(Disclaimer: c’est sur YouTube) Dans le série, c’était mieux dans le bon voieux temps… ou pas forcément ?.
On notera la richesse du vocabulaire de ces enfants qui, pour la plupart, mais pas tous, reconnaissent joyeusement carotter les lectures obligatoires et les lectures sérieuses (au profit des “illustrés”).
On notera aussi leur capacité à exprimer des idées nuancées en formant des phrases complexes.
Mais ce que j’ai particulièrement apprécié, c’est la franchise de ces enfants qui, pas une fois n’ont semblé éprouver la moindre gêne à ne pas savoir qui était l’auteur d’un livre, ou à ne pas l’avoir lu.
Je m’inquiète assez souvent du déclin de la lecture chez les jeunes pour me permettre de rappeler qu’il ne s’agit jamais de pointer du doigt les enfants. Car ce déclin de la lecture ils en sont les principales victimes, pas les auteurs. Les responsables, ils sont du côté des adultes, aussi bien à l’école que dans les familles, où à de trop rares exceptions l’on passe son temps à faire tout et n’importe quoi sauf lire un livre.
Cette inconscience joyeuse des enfants, c’est quelque chose qui me paraît manquer aux gamins aujourd’hui.
Bon, c’est peut-être un effet d’optique lié à la distance : j’ai peu de contact avec les jeunes. Mais de ce que j’en aperçois, c’est… pas joyeux. Et qui pourrait les en blâmer?
On leur annonce que le monde dans lequel ils viennent de commencer à vivre n’a plus d’avenir, que la société s’effondre, plus de travail (et ce sera pire encore avec l’IA), le pays n’a plus de boussole et plus de projet, que le monde entier est sur le point de devenir un enfer: politique, écologique et sociétal. Tout semble n’exister que pour contribuer à plus de violence, de haine de l’autre, de chaos et de destruction.
On leur répète aussi à l’envi qu’ils coûtent cher, et qu’ils sont un trop bruyants, onb va même créer des wagons et des restaurants sans enfants.
Bruyants, c’est vrai qu’ils le sont parfois mais le sont-ils à ce point plus insupportablement que, disons, le trafic ininterrompu des voitures et motos pilotés par des adultes silencieux, eux?

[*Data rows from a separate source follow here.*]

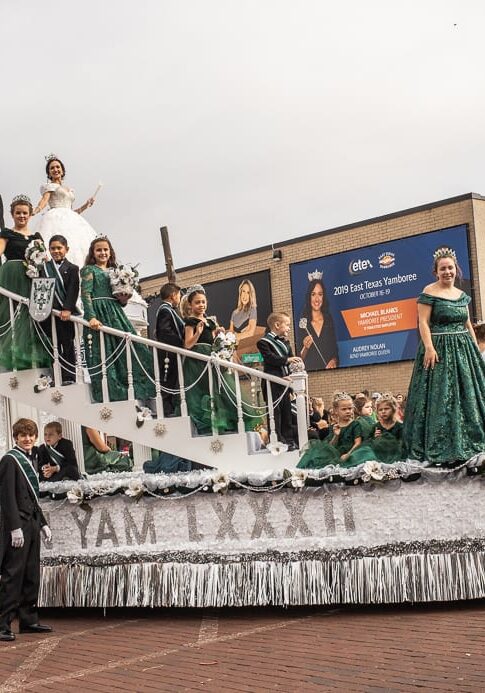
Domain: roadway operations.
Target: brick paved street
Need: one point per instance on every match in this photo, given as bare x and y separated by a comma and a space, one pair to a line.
376, 650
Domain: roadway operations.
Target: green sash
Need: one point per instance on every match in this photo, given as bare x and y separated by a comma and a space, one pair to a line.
27, 469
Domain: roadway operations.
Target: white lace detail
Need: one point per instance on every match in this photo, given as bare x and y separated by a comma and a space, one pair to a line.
60, 196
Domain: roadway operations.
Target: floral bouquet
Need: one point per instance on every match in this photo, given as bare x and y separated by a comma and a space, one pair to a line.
35, 256
224, 345
123, 280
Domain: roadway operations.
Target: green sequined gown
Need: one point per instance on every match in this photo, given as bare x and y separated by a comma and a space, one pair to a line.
21, 347
223, 417
96, 462
320, 453
98, 302
444, 421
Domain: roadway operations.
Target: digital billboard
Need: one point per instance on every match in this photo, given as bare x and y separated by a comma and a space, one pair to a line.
359, 307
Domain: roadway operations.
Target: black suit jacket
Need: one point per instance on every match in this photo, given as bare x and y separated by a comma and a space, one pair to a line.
274, 362
70, 276
18, 503
165, 330
68, 466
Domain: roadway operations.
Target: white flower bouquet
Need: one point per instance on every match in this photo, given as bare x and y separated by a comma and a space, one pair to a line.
35, 256
123, 280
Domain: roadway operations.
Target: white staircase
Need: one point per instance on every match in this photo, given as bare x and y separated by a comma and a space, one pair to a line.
227, 452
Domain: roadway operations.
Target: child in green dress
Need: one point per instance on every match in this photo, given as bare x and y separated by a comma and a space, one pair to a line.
385, 441
344, 437
102, 308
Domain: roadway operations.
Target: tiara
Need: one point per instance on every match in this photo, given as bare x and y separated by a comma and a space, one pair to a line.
22, 198
444, 252
386, 397
196, 289
314, 275
341, 396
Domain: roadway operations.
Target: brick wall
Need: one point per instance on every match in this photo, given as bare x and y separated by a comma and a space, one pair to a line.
467, 209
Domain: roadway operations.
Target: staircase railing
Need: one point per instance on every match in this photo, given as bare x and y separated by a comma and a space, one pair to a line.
296, 381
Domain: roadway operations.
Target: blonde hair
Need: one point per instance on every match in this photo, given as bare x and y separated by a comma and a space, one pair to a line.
340, 397
252, 296
387, 398
273, 318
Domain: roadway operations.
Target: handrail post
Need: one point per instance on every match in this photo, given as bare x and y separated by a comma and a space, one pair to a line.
129, 367
183, 401
77, 351
211, 396
158, 388
299, 380
240, 417
273, 438
55, 348
104, 380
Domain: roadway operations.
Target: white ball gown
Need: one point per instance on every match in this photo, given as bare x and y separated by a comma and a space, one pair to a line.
61, 219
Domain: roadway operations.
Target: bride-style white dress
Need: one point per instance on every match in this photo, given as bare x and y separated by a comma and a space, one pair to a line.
61, 219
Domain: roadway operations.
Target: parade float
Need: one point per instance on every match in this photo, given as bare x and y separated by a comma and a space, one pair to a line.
246, 527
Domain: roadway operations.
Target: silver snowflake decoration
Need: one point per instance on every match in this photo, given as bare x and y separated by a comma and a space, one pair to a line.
106, 413
216, 446
159, 429
57, 396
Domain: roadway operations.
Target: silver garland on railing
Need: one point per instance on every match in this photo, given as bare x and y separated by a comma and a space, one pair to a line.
369, 579
137, 484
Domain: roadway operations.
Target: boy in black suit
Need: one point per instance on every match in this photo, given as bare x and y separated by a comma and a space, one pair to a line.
56, 458
66, 295
22, 522
170, 329
277, 355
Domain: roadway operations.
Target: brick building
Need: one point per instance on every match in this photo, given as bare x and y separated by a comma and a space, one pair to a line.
466, 209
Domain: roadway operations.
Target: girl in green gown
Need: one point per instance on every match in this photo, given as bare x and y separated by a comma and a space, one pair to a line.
343, 438
101, 308
384, 440
365, 415
20, 346
200, 332
98, 456
444, 421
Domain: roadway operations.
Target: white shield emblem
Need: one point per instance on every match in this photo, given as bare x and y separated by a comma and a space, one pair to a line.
41, 298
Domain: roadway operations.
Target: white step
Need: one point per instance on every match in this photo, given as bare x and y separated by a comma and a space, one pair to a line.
228, 452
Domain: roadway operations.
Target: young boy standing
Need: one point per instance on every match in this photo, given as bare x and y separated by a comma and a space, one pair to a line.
22, 522
169, 330
65, 298
277, 355
56, 457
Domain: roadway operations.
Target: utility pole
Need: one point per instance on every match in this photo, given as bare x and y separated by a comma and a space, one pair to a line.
171, 276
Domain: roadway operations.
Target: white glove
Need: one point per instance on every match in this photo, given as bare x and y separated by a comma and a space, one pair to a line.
17, 538
46, 533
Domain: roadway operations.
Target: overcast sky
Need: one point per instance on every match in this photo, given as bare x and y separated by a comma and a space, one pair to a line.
239, 123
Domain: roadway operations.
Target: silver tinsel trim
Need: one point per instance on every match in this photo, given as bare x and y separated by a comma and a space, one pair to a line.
369, 474
412, 577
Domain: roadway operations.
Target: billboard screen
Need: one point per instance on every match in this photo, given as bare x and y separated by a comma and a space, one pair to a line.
223, 299
359, 307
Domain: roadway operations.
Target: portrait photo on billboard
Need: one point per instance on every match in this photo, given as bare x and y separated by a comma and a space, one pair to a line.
359, 307
240, 304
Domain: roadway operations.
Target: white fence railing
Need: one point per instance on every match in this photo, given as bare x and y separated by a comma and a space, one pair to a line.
214, 366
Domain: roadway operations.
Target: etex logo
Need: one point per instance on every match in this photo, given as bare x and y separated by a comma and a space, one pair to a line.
387, 260
358, 266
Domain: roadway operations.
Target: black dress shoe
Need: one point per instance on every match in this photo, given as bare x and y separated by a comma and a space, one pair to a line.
6, 635
35, 628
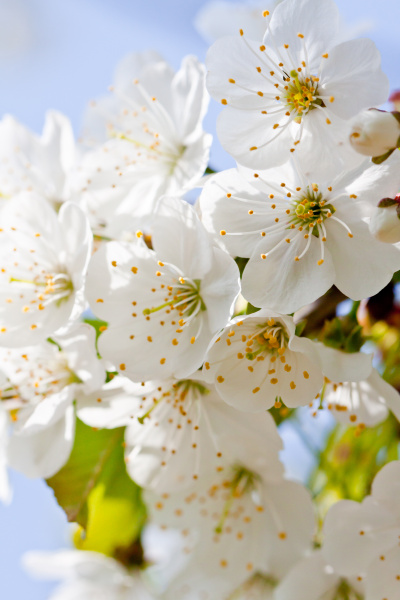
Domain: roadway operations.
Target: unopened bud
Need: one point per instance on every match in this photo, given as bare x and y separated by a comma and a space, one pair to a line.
376, 133
385, 221
394, 98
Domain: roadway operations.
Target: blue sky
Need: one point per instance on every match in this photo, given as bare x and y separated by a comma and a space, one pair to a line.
59, 54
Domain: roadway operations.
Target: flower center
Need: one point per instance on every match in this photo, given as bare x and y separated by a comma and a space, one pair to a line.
184, 297
48, 288
181, 391
345, 592
242, 482
301, 95
311, 209
42, 377
270, 338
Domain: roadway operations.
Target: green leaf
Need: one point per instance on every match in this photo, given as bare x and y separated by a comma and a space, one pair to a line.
251, 309
351, 459
378, 160
95, 491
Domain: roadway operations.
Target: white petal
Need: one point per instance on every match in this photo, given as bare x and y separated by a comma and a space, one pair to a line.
44, 453
352, 75
282, 283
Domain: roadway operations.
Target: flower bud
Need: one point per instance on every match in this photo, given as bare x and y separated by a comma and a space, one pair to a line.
385, 221
375, 132
394, 98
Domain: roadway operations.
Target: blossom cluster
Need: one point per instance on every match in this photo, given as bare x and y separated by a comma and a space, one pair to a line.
124, 306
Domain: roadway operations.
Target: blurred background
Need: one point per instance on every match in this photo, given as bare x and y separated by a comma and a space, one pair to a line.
59, 54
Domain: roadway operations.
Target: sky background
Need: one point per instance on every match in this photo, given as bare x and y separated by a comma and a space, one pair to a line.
59, 54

Ou le son des flux vidéos et des conversations facetime de ces autres adultes qui conçoivent l’espace public comme une cabine téléphonique géante à leur usage exclusif? Et puis, quand parfois ils sont vraiment insupportables, qui est réellement la cause de ce comportement de petit con… si ce n’est leurs parents ? Bref. On blâme les enfants, c’est moins risqué que de demander des comptes aux adultes qui sont censés les éduquer je suppose.
En attendant, comme tous les enfants, ils observent et apprennent des adultes qu’ils voient s’agiter comme des poulets décapités, dans un quotidien à qui on a retiré tout signification et toute direction. A tel point qu’oser parler de « sens » est presque devenu insultant. Un sens que l’on a remplacé par une anxiété permanente, un culte de l’agressivité et du rejet des autres.